0

I have some rows in my SQL table that contain single byte space characters, and some that contain double byte space characters. I need to identify rows with double byte characters to fix them in the user interface.

My first thought is to use charindex and substring to isolate the space from the rest of the text (SUBSTRING(@SomeField, charindex(' ', @SomeField),1)) and then use DataLength to see if it was double byte or single byte, but it appears that's not going to work. It appears it's giving the same value for both single-byte and double-byte spaces.

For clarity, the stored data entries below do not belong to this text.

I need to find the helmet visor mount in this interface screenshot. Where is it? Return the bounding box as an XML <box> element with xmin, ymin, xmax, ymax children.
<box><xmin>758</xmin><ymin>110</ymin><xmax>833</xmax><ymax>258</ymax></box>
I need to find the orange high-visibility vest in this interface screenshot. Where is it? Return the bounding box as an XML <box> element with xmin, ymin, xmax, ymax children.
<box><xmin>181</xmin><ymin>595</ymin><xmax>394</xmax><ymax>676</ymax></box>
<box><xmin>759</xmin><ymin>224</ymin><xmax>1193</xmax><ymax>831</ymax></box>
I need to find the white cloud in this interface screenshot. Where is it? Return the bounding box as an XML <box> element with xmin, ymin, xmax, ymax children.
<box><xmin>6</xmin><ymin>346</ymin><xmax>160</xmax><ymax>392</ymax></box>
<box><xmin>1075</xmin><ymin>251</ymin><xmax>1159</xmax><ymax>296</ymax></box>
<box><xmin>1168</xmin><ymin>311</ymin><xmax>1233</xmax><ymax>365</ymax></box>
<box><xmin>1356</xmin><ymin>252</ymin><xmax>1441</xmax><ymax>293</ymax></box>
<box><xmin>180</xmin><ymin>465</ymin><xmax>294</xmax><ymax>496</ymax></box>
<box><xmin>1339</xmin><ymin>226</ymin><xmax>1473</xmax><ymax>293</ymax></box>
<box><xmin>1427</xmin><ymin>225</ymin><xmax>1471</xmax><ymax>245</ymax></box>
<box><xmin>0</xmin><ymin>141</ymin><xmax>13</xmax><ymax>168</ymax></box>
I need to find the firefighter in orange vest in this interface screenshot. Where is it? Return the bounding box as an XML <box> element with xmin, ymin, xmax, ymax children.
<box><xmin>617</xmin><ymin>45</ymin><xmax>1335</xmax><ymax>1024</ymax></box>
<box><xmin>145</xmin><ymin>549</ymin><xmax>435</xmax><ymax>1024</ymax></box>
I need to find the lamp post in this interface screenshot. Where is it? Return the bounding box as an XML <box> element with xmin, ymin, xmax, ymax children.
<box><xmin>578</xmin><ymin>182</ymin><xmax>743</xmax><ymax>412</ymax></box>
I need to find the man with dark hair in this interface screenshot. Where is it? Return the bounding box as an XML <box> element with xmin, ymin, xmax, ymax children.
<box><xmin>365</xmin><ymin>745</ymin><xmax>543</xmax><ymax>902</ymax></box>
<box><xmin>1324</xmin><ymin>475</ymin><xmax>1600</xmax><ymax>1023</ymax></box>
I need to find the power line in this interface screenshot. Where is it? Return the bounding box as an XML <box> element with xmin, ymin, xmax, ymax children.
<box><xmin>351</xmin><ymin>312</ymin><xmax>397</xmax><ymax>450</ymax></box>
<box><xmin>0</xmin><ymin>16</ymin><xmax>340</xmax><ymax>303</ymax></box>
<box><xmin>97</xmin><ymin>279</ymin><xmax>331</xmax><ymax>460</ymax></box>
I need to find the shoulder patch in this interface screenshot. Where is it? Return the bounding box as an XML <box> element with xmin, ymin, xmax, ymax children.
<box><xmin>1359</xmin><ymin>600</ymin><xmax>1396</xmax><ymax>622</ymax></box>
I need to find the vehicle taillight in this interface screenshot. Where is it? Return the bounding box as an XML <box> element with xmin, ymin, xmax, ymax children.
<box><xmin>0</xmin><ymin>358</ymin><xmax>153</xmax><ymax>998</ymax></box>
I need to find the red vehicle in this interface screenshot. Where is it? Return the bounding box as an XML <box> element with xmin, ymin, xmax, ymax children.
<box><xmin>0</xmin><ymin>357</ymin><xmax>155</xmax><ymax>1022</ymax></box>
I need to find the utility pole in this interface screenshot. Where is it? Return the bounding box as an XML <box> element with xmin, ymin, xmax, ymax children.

SELECT  DATALENGTH(' ') --double byte space
, DATALENGTH(' ') --single byte space
, LEN(' ') --double byte space
, LEN(' ') --single byte space
DanB
  • 2,022
  • 1
  • 12
  • 24
  • 2
    Just use LIKE on the column that may have the double space. E.g. SELECT * FROM YourTable WHERE DoubleSpaceColName LIKE '% %'; – John Sheridan Aug 30 '19 at 17:36
  • Unfortunately, that is still finding both single byte and double byte spaces. Both `CASE WHEN FieldWithDB LIKE ('% %') THEN 1 ELSE 0 END` and `CASE WHEN FieldWithDB LIKE ('% %') THEN 1 ELSE 0 end` return a value of 1. – Derick Stephensen Aug 30 '19 at 19:09
  • @DerickStephensen By "double-byte white space" do you mean something other than two ordinary consecutive spaces equivalent to ASCII character 32? – Andrew Morton Aug 30 '19 at 19:24
  • And you can always `cast(col as varbinary(200))` to examine exactly what code points are stored, and share the results here. – David Browne - Microsoft Aug 30 '19 at 19:38
  • @AndrewMorton Correct. I'm trying to search a name field that contains English and Japanese entries. English entries have the first and last name separated by a regular space (ascii 32). Some of the Japanese names are separated by a double byte white space character. Here's an example I found on another forum that might help to clarify: " " <--- this is a single-byte white space. " " <--- this is a double-byte white space. "日本 観光" <--- this is a search phrase which contains a single-byte white space. "日本 観光" <--- this is a search phrase which contains a double-byte white space. – Derick Stephensen Aug 30 '19 at 19:43
  • @DavidBrowne-Microsoft Forgive me, i'm not real familiar with varbinary and don't really know what i'm looking for. This is the output when I cast an example value as varbinary: 0x9F53307500306E6F – Derick Stephensen Aug 30 '19 at 19:58

1 Answers1

0

That character U+3000 or select cast(0x0030 as nchar(1)) is apparantly called "Ideographic Space".

You simply need to use unicode literals when using it in code. Both like and charindex work fine. But since it's semantically just a space, most collations will not distinguish between U+0020 (a regular space) and U+3000. So you also need to use a binary collation (or have your database or column set to use one). EG

select 1 where N'原田 潮' like N'% %' collate SQL_Latin1_General_CP437_BIN2

select charindex(N' ' collate SQL_Latin1_General_CP437_BIN2, N'原田 潮') 


select 1 where N'原田 潮' like N'% %' collate SQL_Latin1_General_CP437_BIN2

select charindex(N' ' collate SQL_Latin1_General_CP437_BIN2 , N'原田 潮')

outputs

-----------
1


-----------
3


-----------


-----------
0
David Browne - Microsoft
  • 80,331
  • 6
  • 39
  • 67